When building data pipelines, you quickly realize how dependent they are on parameters, from source paths, to thresholds, to column mappings, and more. It usually starts off simple: you’re prototyping in a notebook, trying to avoid hardcoding too much directly in your logic by adding a few basic parameters like environment, table names, connection details, … Later come some filter conditions, maybe a bit of conditional logic, or even strategy patterns if you’re into software engineering.
Before long, your pipeline is up and running locally or in dev, and your parameters are scattered all over the notebook. Some settings are still hardcoded, others are duplicated or inconsistently applied, and now you’re scrolling through the notebook to find a parameter you want to adjust for testing.
Sounds familiar?
The problem with hard-coding parameters and how to solve them
At first, it might seem harmless to define these parameters directly in your notebook or main file, as long as it’s not sensitive data, of course. But as your pipeline grows in complexity or you begin to support multiple environments (like development, staging, and production), hard-coding parameters is not the quick win it was at first:
- As the complexity of pipelines grows, the number of parameters usually grows with it. Rather than having a long list of parameters (if they’re not scattered about your notebook of course), it’s easier to group values based on, for example, the dataset that needs to be processed by your pipeline. A dataclass or pydantic dataclass object can nicely encapsulate your configuration and makes access to its attributes easy and readable.
- Hard-coded values are difficult to reuse across environments. When switching from dev to prod, you’ll often need different credentials, file paths, or tuning parameters. While you can make these values conditional depending on the environment, you already know it’s easier if you would have, for example, a YAML configuration file per environment.
Step 1: Encapsulate your configuration in dataclasses
When creating your pipeline notebook or file, start by creating a pydantic dataclass in which you encapsulate your pipeline parameters as attributes. These dataclasses allow you to easily define your configuration object and add attributes throughout your development. Below is a snippet of a simple dataclass with object instantiation and how you can access the config attributes.

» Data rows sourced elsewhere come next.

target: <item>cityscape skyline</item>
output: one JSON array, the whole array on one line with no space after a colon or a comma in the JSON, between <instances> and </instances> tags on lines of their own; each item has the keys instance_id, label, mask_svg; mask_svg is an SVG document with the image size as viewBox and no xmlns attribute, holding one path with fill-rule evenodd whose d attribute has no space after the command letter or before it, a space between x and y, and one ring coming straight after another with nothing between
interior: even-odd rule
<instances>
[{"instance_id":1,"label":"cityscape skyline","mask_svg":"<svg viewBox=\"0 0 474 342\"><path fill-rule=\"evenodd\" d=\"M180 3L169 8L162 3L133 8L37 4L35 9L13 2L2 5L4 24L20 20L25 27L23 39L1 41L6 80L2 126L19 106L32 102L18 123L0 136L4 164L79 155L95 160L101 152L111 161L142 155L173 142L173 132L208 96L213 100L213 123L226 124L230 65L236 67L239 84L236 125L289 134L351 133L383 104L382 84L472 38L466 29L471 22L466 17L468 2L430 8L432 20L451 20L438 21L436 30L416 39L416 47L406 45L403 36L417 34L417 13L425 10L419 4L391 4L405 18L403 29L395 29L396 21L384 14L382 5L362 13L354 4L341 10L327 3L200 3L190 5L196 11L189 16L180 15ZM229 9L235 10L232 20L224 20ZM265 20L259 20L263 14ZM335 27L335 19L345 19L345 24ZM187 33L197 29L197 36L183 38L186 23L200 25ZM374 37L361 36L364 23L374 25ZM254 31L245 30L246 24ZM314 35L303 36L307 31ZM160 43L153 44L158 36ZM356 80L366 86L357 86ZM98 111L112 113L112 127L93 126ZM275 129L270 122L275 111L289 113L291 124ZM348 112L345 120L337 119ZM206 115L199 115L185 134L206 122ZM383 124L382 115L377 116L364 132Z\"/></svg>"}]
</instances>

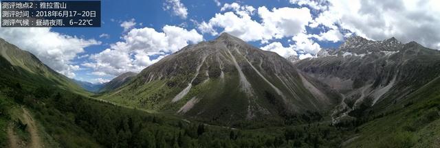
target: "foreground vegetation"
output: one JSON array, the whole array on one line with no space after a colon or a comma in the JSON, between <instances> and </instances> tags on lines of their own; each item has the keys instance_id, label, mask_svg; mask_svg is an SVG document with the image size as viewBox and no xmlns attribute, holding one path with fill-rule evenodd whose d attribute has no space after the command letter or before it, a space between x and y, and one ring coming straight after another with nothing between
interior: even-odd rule
<instances>
[{"instance_id":1,"label":"foreground vegetation","mask_svg":"<svg viewBox=\"0 0 440 148\"><path fill-rule=\"evenodd\" d=\"M50 87L3 86L0 126L6 129L14 110L23 106L50 138L65 147L338 147L350 128L329 123L257 130L208 125L195 121L129 109ZM3 132L2 132L3 133ZM42 136L44 136L43 135ZM8 137L0 134L3 147Z\"/></svg>"}]
</instances>

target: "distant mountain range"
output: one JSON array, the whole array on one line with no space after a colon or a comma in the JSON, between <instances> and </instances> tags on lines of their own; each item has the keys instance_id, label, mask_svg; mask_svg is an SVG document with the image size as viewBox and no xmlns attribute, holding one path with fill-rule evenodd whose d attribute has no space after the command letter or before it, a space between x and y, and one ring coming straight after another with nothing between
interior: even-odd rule
<instances>
[{"instance_id":1,"label":"distant mountain range","mask_svg":"<svg viewBox=\"0 0 440 148\"><path fill-rule=\"evenodd\" d=\"M440 75L440 51L391 38L346 39L337 49L294 63L311 81L338 92L335 121L388 108Z\"/></svg>"},{"instance_id":2,"label":"distant mountain range","mask_svg":"<svg viewBox=\"0 0 440 148\"><path fill-rule=\"evenodd\" d=\"M213 122L283 121L337 104L312 83L278 54L223 33L166 56L100 98Z\"/></svg>"},{"instance_id":3,"label":"distant mountain range","mask_svg":"<svg viewBox=\"0 0 440 148\"><path fill-rule=\"evenodd\" d=\"M72 79L49 68L31 53L1 38L0 56L1 85L18 83L37 87L45 84L80 94L89 94Z\"/></svg>"}]
</instances>

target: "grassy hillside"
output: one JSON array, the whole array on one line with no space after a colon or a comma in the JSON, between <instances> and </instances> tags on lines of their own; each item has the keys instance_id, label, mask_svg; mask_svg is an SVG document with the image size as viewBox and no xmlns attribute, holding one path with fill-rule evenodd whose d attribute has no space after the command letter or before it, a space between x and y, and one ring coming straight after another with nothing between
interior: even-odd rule
<instances>
[{"instance_id":1,"label":"grassy hillside","mask_svg":"<svg viewBox=\"0 0 440 148\"><path fill-rule=\"evenodd\" d=\"M0 82L3 84L20 83L30 88L45 84L85 95L91 94L68 77L43 64L32 53L3 39L0 39L0 69L2 72Z\"/></svg>"}]
</instances>

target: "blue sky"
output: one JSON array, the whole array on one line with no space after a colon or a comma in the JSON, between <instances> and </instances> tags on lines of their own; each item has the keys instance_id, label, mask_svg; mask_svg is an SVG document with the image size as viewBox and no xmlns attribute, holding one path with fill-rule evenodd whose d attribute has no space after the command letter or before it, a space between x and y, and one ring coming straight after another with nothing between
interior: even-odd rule
<instances>
[{"instance_id":1,"label":"blue sky","mask_svg":"<svg viewBox=\"0 0 440 148\"><path fill-rule=\"evenodd\" d=\"M62 74L97 83L223 32L285 58L313 57L353 34L439 49L439 2L421 1L106 0L101 27L0 28L0 37Z\"/></svg>"}]
</instances>

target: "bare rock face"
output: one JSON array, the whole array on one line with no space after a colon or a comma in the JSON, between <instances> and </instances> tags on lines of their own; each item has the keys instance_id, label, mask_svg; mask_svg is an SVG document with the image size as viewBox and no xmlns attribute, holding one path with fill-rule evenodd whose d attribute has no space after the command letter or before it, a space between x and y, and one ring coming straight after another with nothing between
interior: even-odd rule
<instances>
[{"instance_id":1,"label":"bare rock face","mask_svg":"<svg viewBox=\"0 0 440 148\"><path fill-rule=\"evenodd\" d=\"M337 49L294 66L338 92L342 101L334 110L336 121L385 108L438 77L440 51L395 38L373 41L354 36Z\"/></svg>"},{"instance_id":2,"label":"bare rock face","mask_svg":"<svg viewBox=\"0 0 440 148\"><path fill-rule=\"evenodd\" d=\"M164 58L109 97L228 124L332 108L336 101L301 77L278 54L223 33Z\"/></svg>"}]
</instances>

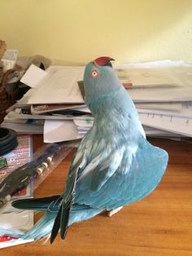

Now you have a centralized place to put and access your parameters, simple right? This will make the next step of moving your configuration values to a separate configuration file much simpler.
Step 2: Move parameters to a dedicated (YAML) configuration file
To simplify parameter management, it’s easiest to externalize your parameters into a separate configuration file. This allows you to change the behavior of your pipeline without modifying your code, making it cleaner and more adaptable.
Avoid putting secrets like passwords or API keys in your config files. Those should live in environment variables or a secure secret store.
While JSON might be one of the first formats that you think of for a configuration file, consider YAML (YAML Ain’t Markup Language), as it offers a couple of interesting features:
- More readable
- Support for comments, which is helpful for colleagues (and your future self)
- Flexible structure that can easily handle nested objects, lists, multi-line strings, …
Multi-line strings are truly an underrated feature that can be great for data engineering. Consider a pipeline that uses PySpark where the same pipeline can be used to process different datasets. Suppose now you want to apply a filter using SQL and for some datasets you have a quite complex filter on multiple columns. Using YAML, you can have the SQL statement formatted nicely and easily readable as shown below. Below we have a snippet of a SQL statement from a YAML config and how it could be used in a PySpark pipeline for a merge condition.


Step 3: Validate your configurations
While these configuration files are truly great, they need to be valid. Unfortunately, a small typo or the wrong data type can lead to subtle bugs.
For example, using
enable_feature: "false"
in your configuration file looks fine at a first glance, but in Python a non-empty string (even “false”) evaluates to True. Python is a dynamically typed language and doesn’t know you wanted a Bool instead of a string. If you’re not validating input types and format, you might thus activate an unexpected feature and configure your pipeline differently then intended.
This is exactly why we advise using the pydantic library, since it allows you to define a schema and validate the config even before running the pipeline. Your validation can look as complex and elaborate as you want, so make sure to check out the pydantic package! As you can see, changing the value for max_nb_files from 100 to ten results in a validation error to help avoid the beloved Friday afternoon bug-hunts:

Blocking misconfigurations before your pipeline is executed, ensures you know exactly what to expect from your PipelineConfig instance. You could even add validation of your configs to the deployment pipeline to ensure only valid configurations are deployed to staging and, more importantly, production.
Final thoughts
Configuration management is far from the sexiest part of building data pipelines, yet it’s one that pops up sooner or later. In your next project, make sure to start off by encapsulating your configuration parameters for easy access. Once you’re POC is working, move the configuration values to dedicated YAML files and validate them with pydantic, so you know your pipeline is doing what you intended, even if your colleagues start messing around in the configs!